It's been such a roller coaster the past 6 weeks, and our life has forever changed. As I sit here, I can't stop thinking about the fact that I'm going to have to leave him for a whole day on Monday. And not just Monday...but Monday, Tuesday, Wednesday, AND Thursday! Ouch...I don't want to think about it...but it's all that is on my mind.
Don't get me wrong, I want to go back to work - I just don't want to leave him. I don't even want to THINK about leaving him. I just want to capture these moments when I get to see him every second of the day. I want him to know how much I love him and how do you do that when you can't be with him!?! I want to make sure that he's comforted when he's upset. I want to know that I'm doing everything in my power to make his life the best it can be. And I know that by going back to work, I will be a better mom for him. I will be fulfilled in challenging myself and getting out of the house. I will be refreshed when I get home to see him at the end of the day. I will miss him so much, that I will be ready to play and rock and cuddle him every evening. I know that God will watch out for our little Isaiah while we are not with him, it's just hard to let go of control sometimes.
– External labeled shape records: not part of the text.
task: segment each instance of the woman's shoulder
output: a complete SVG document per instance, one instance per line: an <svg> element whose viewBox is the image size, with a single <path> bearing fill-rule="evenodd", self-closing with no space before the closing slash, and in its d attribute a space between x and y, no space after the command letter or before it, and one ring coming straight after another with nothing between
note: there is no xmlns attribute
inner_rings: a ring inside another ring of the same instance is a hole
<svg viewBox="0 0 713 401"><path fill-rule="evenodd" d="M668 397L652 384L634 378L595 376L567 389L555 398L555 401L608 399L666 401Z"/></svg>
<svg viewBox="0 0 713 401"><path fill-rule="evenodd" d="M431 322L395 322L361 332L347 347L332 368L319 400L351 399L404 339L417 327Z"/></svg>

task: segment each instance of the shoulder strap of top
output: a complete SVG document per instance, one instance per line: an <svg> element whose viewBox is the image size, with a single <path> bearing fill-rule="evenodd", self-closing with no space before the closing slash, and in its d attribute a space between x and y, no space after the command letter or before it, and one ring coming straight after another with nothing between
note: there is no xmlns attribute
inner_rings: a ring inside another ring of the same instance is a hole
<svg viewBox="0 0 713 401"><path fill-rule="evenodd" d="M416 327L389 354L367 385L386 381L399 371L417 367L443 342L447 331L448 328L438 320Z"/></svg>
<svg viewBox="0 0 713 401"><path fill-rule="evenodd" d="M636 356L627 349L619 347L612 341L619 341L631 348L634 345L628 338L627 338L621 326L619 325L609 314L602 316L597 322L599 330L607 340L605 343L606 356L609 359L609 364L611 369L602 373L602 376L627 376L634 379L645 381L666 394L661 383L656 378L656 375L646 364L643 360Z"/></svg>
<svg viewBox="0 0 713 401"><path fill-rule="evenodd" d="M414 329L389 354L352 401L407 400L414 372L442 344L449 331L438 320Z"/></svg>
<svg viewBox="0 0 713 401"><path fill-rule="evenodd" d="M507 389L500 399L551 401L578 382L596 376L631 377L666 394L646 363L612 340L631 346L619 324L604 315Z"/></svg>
I'm grateful for the time we did get to spend together and although we won't be spending our days together next week, I look forward to him getting excited to see me when I do get home. And making the most of our family time. I look forward to not taking a one single moment for granted.
I'm blessed to have a job that I enjoy and look forward to each day. I'm blessed that I get to take an extra day off each week to spend with my baby boy. I'm blessed to have a husband that supports my decision to go back to work, and supports my decision to work part time. I'm so blessed to have the option to choose.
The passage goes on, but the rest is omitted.